Signs your child may need glasses
Additional symptoms associated with vision loss include:
- Frequent headaches
- Excessive eye rubbing
- Holding a book or phone extremely close or far away
- Closing one eye to read
- Crossing, wandering, or squinting of the eyes
- Behavioral issues/inability to focus
- Poor grades at school
- Child complains that he/she has difficulty seeing the board
Although there may not always be a way to prevent vision loss, recognizing symptoms early can delay it or even avoid it altogether.

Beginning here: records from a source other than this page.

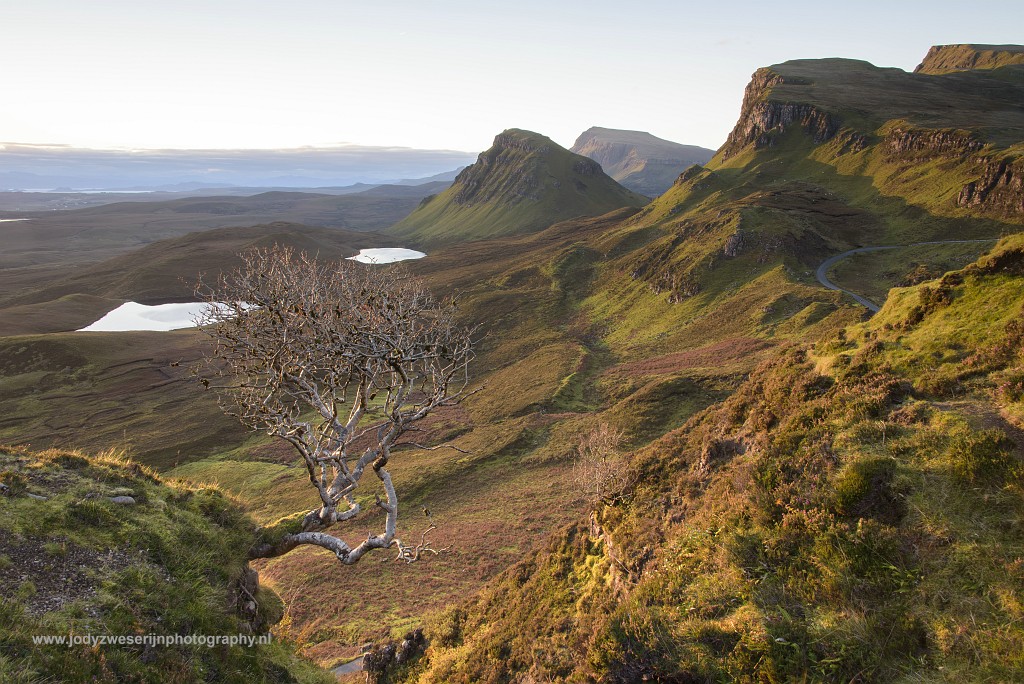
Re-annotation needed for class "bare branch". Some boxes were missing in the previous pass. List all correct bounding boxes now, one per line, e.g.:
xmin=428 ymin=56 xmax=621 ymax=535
xmin=196 ymin=247 xmax=474 ymax=564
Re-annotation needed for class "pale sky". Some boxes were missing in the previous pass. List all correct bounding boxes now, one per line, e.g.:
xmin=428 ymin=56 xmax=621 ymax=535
xmin=0 ymin=0 xmax=1024 ymax=152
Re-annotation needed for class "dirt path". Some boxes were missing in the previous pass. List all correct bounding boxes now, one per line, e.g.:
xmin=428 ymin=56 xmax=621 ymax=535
xmin=814 ymin=238 xmax=997 ymax=313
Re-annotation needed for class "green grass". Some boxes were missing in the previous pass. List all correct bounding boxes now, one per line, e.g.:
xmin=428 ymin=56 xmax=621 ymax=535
xmin=828 ymin=241 xmax=994 ymax=304
xmin=0 ymin=446 xmax=332 ymax=682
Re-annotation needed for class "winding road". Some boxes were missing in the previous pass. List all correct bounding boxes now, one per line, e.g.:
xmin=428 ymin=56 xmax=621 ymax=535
xmin=814 ymin=238 xmax=998 ymax=313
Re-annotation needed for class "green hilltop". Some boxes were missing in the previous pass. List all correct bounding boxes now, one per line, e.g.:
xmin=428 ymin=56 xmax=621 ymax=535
xmin=571 ymin=126 xmax=715 ymax=197
xmin=388 ymin=128 xmax=646 ymax=245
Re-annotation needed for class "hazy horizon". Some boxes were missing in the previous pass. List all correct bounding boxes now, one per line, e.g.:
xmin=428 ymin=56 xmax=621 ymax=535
xmin=0 ymin=0 xmax=1024 ymax=153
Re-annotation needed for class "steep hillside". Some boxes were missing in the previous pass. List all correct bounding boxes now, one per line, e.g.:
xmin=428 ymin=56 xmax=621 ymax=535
xmin=570 ymin=126 xmax=715 ymax=197
xmin=411 ymin=229 xmax=1024 ymax=682
xmin=710 ymin=59 xmax=1024 ymax=219
xmin=0 ymin=446 xmax=333 ymax=684
xmin=913 ymin=45 xmax=1024 ymax=75
xmin=388 ymin=128 xmax=646 ymax=244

“Parents often ask me if sitting closer to the board, performing eye exercises or avoiding reading in the dark would help improve eye health. There really is no strong evidence to support this,” Weng said. However, she said there are several things anyone – adult or child – can do to prevent vision loss:
- Address any eye or vision problems immediately with your eye care provider – don’t ignore them.
- Visit your eye care provider on a regular basis – this may be the only way to detect conditions such as glaucoma, which is asymptomatic in its early stages and can lead to permanent vision loss if untreated.
- Avoid trauma to the eye—always wear eye protection during activities where there is a risk of eye injury.
“The best way to prevent or delay vision loss from happening is early detection,” she said.
If a child demonstrates any signs of vision loss, Weng suggests taking them to see an ophthalmologist for a complete eye examination. The sooner any eye issues are detected, the better the chance of salvaging or preserving good vision.
“It is critical that children receive eye screenings throughout childhood because different problems can arise at different ages. While the exact frequency of exams varies depending on an individual’s risk factors, the first screening should take place when the baby is a newborn. Subsequent exams are generally recommended at six to 12 months, three years of age, and then periodically throughout school age years. These evaluations can be performed by an ophthalmologist, optometrist or any skilled eye care provider trained in pediatric eye care,” she said.